If you weren't able to worship with us last weekend, let me describe the postcards I'm talking about. They were created in keeping with our Epiphany theme "Love Letters from God." On the front of each card is a heart resting in a swirling flame of orange and red and yellow. Upon the heart are written Mother Teresa's words: "I am a little pencil in the hand of a writing God who is sending a love letter to the world." On the back, each card says simply: "I was thinking about you in church today..."
After each worship service, we invited you to take as many postcards as you wanted and send them to the people that the service moved you to reach out to, especially your parents and children, biological or chosen.
Well, you took over half of our 1,000 cards home with you, and some of you dropped by during the week to pick up more...wonderful! We asked David to order 1,000 more, and if that's still not enough, thanks be to God that we are blessed with so many people that we love and are thankful for!
This week, we will explore thelema, the "desire to do something" or "the will." We'll focus on the amazing possibilities that arise when we join our human will to the will of God, either intentionally or unintentionally.
Specifically, we'll look at two people, Harvey Milk and Dr. Martin Luther King, Jr. I feel pretty certain that both of these men were in lockstep with the will of God insofar as their work for human rights was concerned. Dr.

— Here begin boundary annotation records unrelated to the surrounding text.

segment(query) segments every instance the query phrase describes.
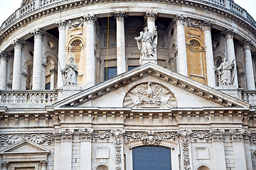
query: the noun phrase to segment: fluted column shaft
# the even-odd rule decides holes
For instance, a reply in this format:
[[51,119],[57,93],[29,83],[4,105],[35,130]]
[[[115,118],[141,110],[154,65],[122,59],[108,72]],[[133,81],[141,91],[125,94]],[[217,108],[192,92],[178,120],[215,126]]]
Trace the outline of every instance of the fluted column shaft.
[[247,90],[255,90],[255,84],[253,74],[253,66],[251,53],[252,43],[246,41],[243,43],[245,60],[245,78]]
[[0,52],[0,90],[6,90],[7,60],[9,55],[5,52]]
[[125,13],[115,13],[117,20],[117,75],[125,72],[125,42],[124,42],[124,17]]
[[209,86],[215,86],[215,77],[214,74],[213,51],[211,38],[210,21],[206,21],[204,23],[205,42],[206,46],[206,70],[207,70],[207,84]]
[[233,37],[235,33],[232,30],[226,31],[224,35],[226,39],[227,45],[227,53],[228,53],[228,61],[229,63],[231,63],[234,61],[234,69],[235,69],[235,78],[234,78],[234,84],[238,87],[238,72],[236,69],[236,61],[235,61],[235,47],[234,47],[234,40]]
[[66,41],[66,23],[60,22],[56,23],[58,26],[59,30],[59,40],[58,40],[58,78],[57,87],[60,88],[63,86],[63,80],[60,69],[63,69],[65,65],[65,41]]
[[34,35],[32,89],[40,90],[42,80],[42,37],[43,33],[40,29],[36,29],[31,33]]
[[85,86],[91,87],[96,82],[96,59],[95,56],[95,21],[94,16],[85,16],[86,28],[86,76]]
[[21,89],[21,60],[23,42],[19,40],[14,40],[14,58],[12,90]]
[[175,20],[177,25],[177,70],[179,74],[188,76],[184,26],[186,18],[183,16],[178,16]]

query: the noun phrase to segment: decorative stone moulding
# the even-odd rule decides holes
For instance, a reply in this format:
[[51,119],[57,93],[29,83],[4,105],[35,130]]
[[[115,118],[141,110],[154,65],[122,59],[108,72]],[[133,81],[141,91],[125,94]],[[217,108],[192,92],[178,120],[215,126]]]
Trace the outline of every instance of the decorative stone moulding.
[[167,108],[177,107],[173,93],[163,86],[147,82],[133,87],[124,99],[124,107],[135,108]]

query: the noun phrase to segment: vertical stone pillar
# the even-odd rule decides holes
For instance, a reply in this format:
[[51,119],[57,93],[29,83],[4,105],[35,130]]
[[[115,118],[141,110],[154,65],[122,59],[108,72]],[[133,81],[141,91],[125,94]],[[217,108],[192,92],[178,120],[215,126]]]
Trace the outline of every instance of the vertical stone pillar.
[[177,16],[175,21],[177,25],[177,71],[179,74],[188,76],[188,67],[185,40],[185,21],[186,18],[183,16]]
[[32,90],[40,90],[42,81],[42,37],[43,31],[35,29],[31,33],[34,35],[34,56],[33,60],[33,85]]
[[50,69],[50,89],[54,90],[55,86],[55,74],[57,74],[58,70],[55,68]]
[[9,166],[9,162],[3,162],[1,163],[2,170],[8,170],[8,166]]
[[213,23],[210,21],[205,21],[203,25],[205,43],[206,46],[207,84],[209,86],[213,87],[215,86],[215,77],[213,70],[213,51],[210,33]]
[[21,89],[21,60],[22,60],[22,47],[23,43],[20,40],[14,42],[14,58],[13,70],[12,90]]
[[243,132],[238,129],[230,130],[230,135],[233,140],[235,168],[235,169],[247,169]]
[[80,170],[87,170],[92,166],[92,136],[87,129],[78,131],[80,139]]
[[245,78],[247,90],[255,90],[253,66],[251,53],[252,42],[250,40],[244,42],[242,44],[245,60]]
[[86,23],[86,75],[85,87],[95,85],[96,58],[95,56],[95,21],[96,18],[90,14],[85,16]]
[[6,90],[7,85],[7,61],[10,57],[6,52],[0,52],[0,90]]
[[224,130],[211,130],[210,136],[213,141],[213,151],[214,159],[213,169],[226,170],[224,149]]
[[125,72],[124,12],[114,13],[117,20],[117,75]]
[[57,77],[57,87],[61,88],[63,86],[63,80],[60,69],[63,69],[65,66],[65,43],[66,43],[66,22],[61,21],[56,23],[59,30],[58,40],[58,77]]
[[235,47],[233,41],[233,38],[234,35],[235,35],[235,33],[234,33],[232,29],[228,29],[227,31],[223,33],[223,35],[226,39],[228,61],[229,63],[231,63],[232,62],[234,63],[235,78],[233,85],[238,88],[238,72],[236,69]]
[[47,169],[47,160],[43,160],[40,162],[41,165],[41,170],[46,170]]

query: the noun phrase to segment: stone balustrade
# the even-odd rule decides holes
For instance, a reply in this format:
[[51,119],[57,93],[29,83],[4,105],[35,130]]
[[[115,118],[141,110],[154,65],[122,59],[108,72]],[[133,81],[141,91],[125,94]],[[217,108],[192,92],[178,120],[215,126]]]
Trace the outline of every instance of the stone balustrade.
[[242,99],[251,105],[256,105],[256,91],[242,91]]
[[56,91],[4,91],[0,92],[0,105],[52,104],[58,100]]
[[[97,1],[97,0],[90,0],[90,1],[78,1],[78,0],[73,0],[73,1],[75,4],[83,4],[83,1],[85,4],[87,4],[87,2],[92,3],[93,1],[95,2],[100,2],[100,1]],[[121,1],[121,0],[119,0]],[[157,1],[157,0],[156,0]],[[171,1],[173,2],[174,0],[166,0],[166,3]],[[223,7],[225,7],[228,9],[230,9],[232,11],[235,12],[240,16],[243,16],[246,19],[247,19],[250,23],[252,23],[253,25],[256,25],[255,21],[253,19],[253,18],[242,7],[234,3],[233,1],[230,0],[187,0],[187,4],[189,2],[210,2],[214,4],[216,4],[218,6],[220,6]],[[36,10],[38,10],[39,8],[44,8],[47,6],[49,6],[50,4],[57,4],[57,3],[62,3],[65,4],[65,2],[68,3],[67,0],[33,0],[31,2],[26,4],[25,6],[19,8],[17,9],[11,16],[10,16],[1,25],[0,28],[0,33],[6,28],[9,24],[13,23],[14,21],[16,21],[17,19],[20,18],[21,17],[28,15],[29,13],[34,11]],[[68,1],[70,2],[70,1]]]

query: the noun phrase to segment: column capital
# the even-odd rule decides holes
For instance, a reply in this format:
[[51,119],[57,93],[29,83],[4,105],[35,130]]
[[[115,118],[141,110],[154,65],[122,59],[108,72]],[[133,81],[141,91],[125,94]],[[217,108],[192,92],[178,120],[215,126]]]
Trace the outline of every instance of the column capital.
[[242,49],[244,50],[251,50],[251,47],[252,46],[252,42],[251,40],[245,40],[244,42],[242,42],[240,43],[241,46],[242,47]]
[[1,164],[2,169],[8,169],[8,166],[9,166],[9,162],[2,162],[2,163]]
[[14,42],[11,45],[14,45],[14,49],[16,48],[21,49],[24,43],[22,40],[19,39],[16,39],[14,40]]
[[40,162],[41,165],[43,167],[47,166],[48,161],[47,160],[42,160]]
[[155,21],[157,17],[157,13],[153,11],[146,11],[145,15],[145,18],[148,21]]
[[234,35],[236,35],[236,33],[234,32],[233,29],[228,28],[225,31],[222,33],[223,35],[228,39],[233,39]]
[[41,39],[41,38],[42,38],[42,36],[43,35],[44,33],[41,29],[36,28],[31,31],[31,34],[33,35],[34,35],[35,39],[37,39],[37,38]]
[[94,14],[87,14],[84,16],[85,21],[87,24],[94,24],[94,22],[97,21],[96,17]]
[[176,17],[174,18],[174,21],[176,23],[177,25],[182,24],[184,25],[187,18],[182,14],[177,15]]
[[60,22],[55,23],[56,26],[58,28],[59,31],[61,30],[65,30],[65,27],[67,26],[67,22],[65,20],[60,21]]
[[210,30],[212,26],[214,25],[210,21],[205,20],[203,23],[203,28],[204,30]]
[[6,60],[9,57],[10,57],[10,55],[8,52],[4,51],[0,52],[0,58],[1,60]]
[[126,13],[124,11],[114,12],[114,18],[117,21],[124,21],[125,15]]

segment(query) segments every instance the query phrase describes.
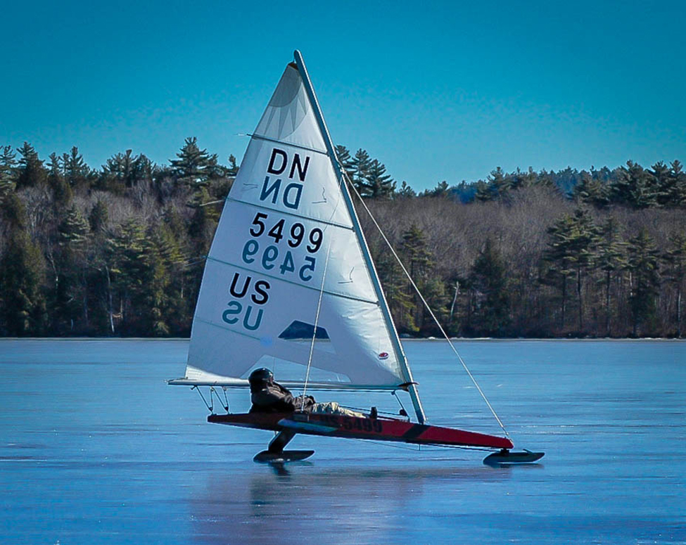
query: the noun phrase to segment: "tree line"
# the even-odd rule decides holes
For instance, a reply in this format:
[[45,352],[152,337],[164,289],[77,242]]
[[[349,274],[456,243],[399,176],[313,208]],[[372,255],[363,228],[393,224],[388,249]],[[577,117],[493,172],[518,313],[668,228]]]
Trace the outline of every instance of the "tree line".
[[[338,146],[403,335],[680,337],[686,174],[649,168],[505,172],[417,194]],[[131,150],[0,146],[0,335],[187,336],[222,203],[238,172],[188,138],[167,165]],[[364,205],[362,206],[362,199]]]

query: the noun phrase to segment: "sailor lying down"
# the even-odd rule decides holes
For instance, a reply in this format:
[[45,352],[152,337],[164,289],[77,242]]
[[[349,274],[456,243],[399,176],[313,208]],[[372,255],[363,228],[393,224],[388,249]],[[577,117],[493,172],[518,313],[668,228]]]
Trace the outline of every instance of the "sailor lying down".
[[336,402],[317,403],[311,395],[293,397],[278,383],[267,368],[253,371],[248,378],[250,383],[251,413],[292,413],[301,411],[319,414],[340,414],[364,418],[367,415],[341,406]]

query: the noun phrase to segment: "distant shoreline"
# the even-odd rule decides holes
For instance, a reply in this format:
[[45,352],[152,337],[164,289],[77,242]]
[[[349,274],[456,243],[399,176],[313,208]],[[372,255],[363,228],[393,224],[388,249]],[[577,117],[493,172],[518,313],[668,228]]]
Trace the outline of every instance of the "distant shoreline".
[[[105,340],[135,340],[135,341],[174,341],[174,342],[188,342],[190,341],[190,338],[188,337],[0,337],[0,342],[5,340],[45,340],[45,341],[68,341],[68,340],[80,340],[80,341],[93,341],[93,342],[100,342]],[[310,340],[310,339],[291,339],[291,340]],[[517,338],[501,338],[495,337],[451,337],[451,341],[459,341],[463,342],[466,341],[468,342],[512,342],[518,341],[523,342],[542,342],[546,341],[565,341],[565,342],[578,342],[579,341],[583,341],[585,342],[656,342],[656,341],[686,341],[686,338],[668,338],[668,337],[641,337],[640,338],[633,338],[631,337],[625,338],[611,338],[611,337],[597,337],[597,338],[570,338],[569,337],[559,337],[559,338],[526,338],[526,337],[517,337]],[[438,338],[433,337],[425,337],[419,338],[413,337],[411,338],[401,338],[401,342],[433,342],[436,341],[439,342],[445,342],[445,339],[441,339]],[[322,342],[320,340],[319,342]]]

King once wrote that as he prepared to speak, he would always remind himself to "keep Martin Luther King in the background and God in the foreground and everything will be all right. " We do not have nearly as extensive a record of the speeches and writings of Harvey Milk, a Jewish man, nor was his faith as prominent a part of his platform, but I have no difficulty in accepting that the hope and dignity he offered to gay people everywhere generated within the will of a good and gracious God. Whenever we help to raise people up, not above God but toward God, I believe we, too, are resting in the will of God.
Come worship with us this weekend! Be inspired by the love of God and the lives of two remarkable people. When you leave, send a postcard or a dozen to people who have inspired you.